As Hobbs trailed off, they all painted a mental picture of the scene. Hobbs gulped, his throat suddenly gone dry. He took a sip of his whiskey and his stomach churned, the growl echoing through the quiet house. He sat there for another minute, collecting himself. Ed and Faith just sat and waited, listening to the crackle of the fresh log catching in the wood-burning stove.
Finally, Hobbs cleared his throat.
“Some sort of ritual,” he continued. “Sacrificing the goat. Chanting in a low, guttural voice, some ancient and foreign tongue. Temperance said she’d seen people speaking in tongues in the revival tent when she was younger. People overcome with the holy spirit, writhing on the floor and jabbering as they cast out their demons.
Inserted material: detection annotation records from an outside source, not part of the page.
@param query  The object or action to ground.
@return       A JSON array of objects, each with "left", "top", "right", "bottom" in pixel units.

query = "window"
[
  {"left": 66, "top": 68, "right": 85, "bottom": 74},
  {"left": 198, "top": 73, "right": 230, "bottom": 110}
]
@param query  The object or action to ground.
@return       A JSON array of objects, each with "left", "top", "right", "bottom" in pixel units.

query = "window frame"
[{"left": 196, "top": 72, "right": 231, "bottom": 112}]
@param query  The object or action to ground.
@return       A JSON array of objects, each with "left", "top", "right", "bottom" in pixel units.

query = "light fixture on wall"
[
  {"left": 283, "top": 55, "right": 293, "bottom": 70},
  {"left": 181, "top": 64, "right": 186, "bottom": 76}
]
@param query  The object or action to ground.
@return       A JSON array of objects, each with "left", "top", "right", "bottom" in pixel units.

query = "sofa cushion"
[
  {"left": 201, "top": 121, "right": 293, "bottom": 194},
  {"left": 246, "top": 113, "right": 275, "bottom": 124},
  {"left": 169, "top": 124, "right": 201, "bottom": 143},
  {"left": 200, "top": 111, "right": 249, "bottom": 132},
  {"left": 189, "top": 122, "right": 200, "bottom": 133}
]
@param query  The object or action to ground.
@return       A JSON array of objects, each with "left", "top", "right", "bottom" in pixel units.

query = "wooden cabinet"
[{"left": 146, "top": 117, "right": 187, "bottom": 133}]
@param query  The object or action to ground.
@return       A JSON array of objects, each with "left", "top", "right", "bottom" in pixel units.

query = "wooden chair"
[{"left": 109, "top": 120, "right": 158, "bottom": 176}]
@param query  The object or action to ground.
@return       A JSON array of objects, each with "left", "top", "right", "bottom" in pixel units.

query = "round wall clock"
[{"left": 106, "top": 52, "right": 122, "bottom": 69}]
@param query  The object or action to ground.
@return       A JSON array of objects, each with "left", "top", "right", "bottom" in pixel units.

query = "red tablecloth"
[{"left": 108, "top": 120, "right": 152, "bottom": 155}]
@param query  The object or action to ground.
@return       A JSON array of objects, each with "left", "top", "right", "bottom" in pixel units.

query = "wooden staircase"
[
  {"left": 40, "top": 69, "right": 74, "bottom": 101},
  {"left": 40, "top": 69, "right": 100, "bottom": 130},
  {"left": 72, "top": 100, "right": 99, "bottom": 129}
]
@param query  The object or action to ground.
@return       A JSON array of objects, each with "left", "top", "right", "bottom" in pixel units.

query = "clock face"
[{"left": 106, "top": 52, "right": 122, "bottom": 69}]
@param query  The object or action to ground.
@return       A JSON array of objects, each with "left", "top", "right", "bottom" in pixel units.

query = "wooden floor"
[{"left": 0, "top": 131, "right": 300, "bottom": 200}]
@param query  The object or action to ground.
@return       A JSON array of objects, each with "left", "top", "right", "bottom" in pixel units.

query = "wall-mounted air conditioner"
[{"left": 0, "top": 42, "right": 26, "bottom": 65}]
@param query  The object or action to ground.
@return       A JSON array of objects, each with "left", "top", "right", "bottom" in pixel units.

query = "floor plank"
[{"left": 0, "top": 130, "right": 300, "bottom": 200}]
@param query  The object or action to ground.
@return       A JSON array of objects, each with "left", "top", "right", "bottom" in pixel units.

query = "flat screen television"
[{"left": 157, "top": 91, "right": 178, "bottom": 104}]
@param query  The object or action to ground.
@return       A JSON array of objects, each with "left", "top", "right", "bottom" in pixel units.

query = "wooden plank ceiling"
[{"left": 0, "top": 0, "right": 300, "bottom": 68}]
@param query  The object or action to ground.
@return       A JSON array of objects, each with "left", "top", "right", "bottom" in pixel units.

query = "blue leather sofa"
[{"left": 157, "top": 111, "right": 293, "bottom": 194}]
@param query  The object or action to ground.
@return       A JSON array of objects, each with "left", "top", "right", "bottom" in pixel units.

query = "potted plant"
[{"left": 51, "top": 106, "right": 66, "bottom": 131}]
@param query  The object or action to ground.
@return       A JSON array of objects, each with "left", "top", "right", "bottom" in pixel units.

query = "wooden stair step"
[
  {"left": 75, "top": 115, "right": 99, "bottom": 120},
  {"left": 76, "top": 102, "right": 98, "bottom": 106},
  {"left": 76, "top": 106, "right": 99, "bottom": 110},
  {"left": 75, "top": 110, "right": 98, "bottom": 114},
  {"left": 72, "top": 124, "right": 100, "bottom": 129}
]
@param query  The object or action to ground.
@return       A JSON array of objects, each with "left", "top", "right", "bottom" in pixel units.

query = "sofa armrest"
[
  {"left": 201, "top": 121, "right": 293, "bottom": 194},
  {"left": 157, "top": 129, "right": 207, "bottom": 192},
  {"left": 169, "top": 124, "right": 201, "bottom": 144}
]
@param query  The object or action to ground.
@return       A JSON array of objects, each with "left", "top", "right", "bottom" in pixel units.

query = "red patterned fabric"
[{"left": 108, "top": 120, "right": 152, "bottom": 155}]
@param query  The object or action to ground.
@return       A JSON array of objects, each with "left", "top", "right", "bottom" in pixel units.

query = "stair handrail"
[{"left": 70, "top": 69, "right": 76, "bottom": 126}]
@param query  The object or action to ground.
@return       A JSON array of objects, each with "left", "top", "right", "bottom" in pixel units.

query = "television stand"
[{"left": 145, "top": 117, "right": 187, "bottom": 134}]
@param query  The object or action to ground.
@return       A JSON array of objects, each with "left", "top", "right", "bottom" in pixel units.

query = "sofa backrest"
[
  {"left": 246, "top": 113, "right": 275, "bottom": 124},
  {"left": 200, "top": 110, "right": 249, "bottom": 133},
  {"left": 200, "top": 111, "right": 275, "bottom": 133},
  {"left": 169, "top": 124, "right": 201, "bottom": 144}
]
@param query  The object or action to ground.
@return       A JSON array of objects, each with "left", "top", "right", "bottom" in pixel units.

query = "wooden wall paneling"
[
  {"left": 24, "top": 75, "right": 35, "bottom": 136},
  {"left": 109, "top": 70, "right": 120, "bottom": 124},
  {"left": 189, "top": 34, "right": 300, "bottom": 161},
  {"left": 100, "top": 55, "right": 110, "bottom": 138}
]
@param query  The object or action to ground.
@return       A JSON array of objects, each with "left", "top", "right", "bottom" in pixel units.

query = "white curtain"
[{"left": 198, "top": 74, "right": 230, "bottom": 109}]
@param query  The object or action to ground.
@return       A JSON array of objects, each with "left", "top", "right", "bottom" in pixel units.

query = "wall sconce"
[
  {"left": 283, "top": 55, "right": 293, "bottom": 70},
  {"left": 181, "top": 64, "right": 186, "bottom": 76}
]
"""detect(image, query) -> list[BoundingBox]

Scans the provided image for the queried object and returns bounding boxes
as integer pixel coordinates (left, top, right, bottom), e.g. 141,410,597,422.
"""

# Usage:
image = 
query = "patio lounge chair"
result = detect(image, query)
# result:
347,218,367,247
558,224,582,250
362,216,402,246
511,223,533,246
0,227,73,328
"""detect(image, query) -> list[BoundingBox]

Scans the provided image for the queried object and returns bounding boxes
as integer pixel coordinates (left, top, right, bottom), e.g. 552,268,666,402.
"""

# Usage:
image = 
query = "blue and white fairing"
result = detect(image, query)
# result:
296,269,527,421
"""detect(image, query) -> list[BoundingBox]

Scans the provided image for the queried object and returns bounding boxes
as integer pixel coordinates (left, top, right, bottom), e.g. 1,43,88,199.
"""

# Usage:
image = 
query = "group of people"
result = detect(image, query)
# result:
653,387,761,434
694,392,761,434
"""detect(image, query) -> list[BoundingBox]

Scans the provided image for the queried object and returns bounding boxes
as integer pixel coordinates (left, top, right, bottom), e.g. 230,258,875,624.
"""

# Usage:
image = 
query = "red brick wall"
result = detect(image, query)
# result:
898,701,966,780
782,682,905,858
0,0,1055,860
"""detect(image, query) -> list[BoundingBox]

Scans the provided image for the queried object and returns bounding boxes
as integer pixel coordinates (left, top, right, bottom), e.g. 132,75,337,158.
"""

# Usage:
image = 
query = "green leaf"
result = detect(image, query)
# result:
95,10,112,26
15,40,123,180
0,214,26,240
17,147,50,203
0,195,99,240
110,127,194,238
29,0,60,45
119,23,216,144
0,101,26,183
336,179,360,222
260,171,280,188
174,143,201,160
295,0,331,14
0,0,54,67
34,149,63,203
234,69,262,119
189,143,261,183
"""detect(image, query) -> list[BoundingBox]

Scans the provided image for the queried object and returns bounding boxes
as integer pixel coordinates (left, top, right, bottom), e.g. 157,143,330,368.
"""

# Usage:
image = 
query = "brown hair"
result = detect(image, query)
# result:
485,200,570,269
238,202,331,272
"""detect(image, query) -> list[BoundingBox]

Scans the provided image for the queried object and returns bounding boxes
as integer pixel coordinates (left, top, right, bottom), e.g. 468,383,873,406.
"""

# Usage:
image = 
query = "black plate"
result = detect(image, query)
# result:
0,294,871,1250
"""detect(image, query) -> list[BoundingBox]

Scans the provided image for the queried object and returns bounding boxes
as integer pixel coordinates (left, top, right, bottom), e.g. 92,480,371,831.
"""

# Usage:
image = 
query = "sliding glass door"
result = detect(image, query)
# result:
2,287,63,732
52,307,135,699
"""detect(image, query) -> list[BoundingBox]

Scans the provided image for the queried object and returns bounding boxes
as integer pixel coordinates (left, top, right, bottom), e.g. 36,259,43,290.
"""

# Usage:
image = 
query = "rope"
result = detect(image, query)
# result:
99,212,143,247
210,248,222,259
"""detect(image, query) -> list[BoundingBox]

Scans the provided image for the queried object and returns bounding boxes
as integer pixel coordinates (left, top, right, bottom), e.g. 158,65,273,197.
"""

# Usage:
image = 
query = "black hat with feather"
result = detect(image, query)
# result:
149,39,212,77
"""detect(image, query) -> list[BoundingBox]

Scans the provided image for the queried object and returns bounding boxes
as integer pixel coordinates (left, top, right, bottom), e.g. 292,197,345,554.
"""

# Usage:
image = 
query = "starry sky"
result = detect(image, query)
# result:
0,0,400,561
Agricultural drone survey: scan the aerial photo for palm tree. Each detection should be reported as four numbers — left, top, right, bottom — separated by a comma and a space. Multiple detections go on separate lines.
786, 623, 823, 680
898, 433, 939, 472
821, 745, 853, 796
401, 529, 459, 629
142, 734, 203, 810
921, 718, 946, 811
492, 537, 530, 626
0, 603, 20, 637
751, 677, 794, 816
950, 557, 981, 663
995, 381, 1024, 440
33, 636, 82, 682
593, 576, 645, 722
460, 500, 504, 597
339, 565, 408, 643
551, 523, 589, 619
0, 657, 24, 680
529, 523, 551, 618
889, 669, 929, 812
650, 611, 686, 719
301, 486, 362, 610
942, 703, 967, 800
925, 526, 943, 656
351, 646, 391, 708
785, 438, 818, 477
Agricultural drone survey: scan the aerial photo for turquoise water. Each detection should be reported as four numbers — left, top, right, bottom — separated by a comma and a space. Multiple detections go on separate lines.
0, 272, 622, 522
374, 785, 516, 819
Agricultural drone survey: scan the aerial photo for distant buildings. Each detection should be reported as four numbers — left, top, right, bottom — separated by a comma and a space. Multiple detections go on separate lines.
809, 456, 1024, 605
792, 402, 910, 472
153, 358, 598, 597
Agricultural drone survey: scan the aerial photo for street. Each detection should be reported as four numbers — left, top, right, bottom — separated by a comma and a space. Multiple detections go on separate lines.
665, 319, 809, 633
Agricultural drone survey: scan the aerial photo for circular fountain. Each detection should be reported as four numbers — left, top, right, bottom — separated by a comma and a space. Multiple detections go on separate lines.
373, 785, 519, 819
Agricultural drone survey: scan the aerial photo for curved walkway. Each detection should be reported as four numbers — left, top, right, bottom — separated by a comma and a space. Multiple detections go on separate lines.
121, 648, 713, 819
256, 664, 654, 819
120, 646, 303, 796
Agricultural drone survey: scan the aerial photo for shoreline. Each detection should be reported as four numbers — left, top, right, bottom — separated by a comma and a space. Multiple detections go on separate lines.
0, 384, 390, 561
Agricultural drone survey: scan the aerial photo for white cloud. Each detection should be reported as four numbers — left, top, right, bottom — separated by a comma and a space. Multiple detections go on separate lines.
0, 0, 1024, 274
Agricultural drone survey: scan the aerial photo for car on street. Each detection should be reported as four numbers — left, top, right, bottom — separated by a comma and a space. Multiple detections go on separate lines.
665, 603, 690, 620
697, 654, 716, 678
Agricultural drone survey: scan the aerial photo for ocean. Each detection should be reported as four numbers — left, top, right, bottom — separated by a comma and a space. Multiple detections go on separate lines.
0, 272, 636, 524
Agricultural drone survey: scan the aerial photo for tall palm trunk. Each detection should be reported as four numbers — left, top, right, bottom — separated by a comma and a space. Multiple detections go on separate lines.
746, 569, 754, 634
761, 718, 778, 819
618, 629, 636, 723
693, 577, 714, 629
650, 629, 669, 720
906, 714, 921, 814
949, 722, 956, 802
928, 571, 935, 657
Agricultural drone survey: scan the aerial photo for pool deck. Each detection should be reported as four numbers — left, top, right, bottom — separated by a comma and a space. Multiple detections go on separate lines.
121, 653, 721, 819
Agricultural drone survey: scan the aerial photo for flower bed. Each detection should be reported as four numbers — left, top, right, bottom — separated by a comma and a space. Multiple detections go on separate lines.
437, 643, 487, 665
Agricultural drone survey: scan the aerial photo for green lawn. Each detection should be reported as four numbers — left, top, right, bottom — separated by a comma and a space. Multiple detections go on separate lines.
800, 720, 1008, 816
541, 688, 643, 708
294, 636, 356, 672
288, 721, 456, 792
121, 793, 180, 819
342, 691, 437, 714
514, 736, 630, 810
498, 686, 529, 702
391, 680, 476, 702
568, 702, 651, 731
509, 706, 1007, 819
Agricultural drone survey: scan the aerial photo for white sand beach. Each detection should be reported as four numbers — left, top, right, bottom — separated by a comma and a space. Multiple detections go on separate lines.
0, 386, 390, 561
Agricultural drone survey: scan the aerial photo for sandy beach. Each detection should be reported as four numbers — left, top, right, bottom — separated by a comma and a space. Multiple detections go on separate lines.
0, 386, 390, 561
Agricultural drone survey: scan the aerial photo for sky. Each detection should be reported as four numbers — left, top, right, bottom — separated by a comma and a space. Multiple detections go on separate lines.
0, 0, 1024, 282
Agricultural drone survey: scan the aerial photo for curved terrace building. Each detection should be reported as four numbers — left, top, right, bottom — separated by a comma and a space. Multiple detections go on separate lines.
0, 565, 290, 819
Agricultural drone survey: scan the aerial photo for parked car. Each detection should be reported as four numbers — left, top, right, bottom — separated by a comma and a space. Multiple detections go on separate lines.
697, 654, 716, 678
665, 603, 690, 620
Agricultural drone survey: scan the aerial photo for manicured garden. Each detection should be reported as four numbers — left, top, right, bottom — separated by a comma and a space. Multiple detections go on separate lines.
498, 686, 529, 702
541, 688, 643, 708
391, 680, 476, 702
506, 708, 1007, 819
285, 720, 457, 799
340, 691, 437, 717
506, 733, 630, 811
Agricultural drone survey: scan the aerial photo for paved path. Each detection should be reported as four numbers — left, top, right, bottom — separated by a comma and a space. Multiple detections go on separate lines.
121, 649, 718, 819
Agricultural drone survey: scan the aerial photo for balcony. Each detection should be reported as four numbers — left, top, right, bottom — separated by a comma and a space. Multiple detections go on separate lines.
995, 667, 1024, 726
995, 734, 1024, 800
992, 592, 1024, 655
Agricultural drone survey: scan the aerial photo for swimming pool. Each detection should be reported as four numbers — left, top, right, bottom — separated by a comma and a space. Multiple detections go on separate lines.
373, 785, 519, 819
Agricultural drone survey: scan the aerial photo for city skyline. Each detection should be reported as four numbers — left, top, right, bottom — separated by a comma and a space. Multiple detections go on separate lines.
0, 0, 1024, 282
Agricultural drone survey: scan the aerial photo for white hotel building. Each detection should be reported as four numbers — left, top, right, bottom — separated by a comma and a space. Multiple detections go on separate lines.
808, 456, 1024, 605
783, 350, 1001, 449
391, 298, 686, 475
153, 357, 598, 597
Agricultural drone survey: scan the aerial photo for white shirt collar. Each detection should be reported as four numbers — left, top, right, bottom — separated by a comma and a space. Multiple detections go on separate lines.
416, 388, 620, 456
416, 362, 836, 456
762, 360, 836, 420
But to see it out in the woods, in person, was a different matter. In the revival tent she felt god all around them. But out in the woods, she felt evil spirits wandering free, whispering in her ear and clutching at her ankles as she tried to run. She was afraid the earth might open her up and swallow her into the depths of hell. It chilled her to the bone. She ran all the way home and curled up in bed.”
Hobbes reached into his pocket and brought out a small cornhusk doll.
“She saw dozens of these little dolls tied up all over the place. Some sort of religious idolatry. I imagine it’s just some sort of pagan ritual. But she’s convinced otherwise.”
He looked at Faith and her lower lip was trembling.
“She thinks she saw the devil.”
Hobbs placed the doll on the kitchen table.
“And I must admit, I’m not a religious man, myself. People can believe whatever they want to believe, but all this talk of demons and devils and the holy spirits, well….”
Hobbes looked at Ed.
“I’m afraid she’s gone insane.”
Husband and wife looked at each other and decided what to do next. After a series of subtle nods and gestures, it was decided Faith would take the lead.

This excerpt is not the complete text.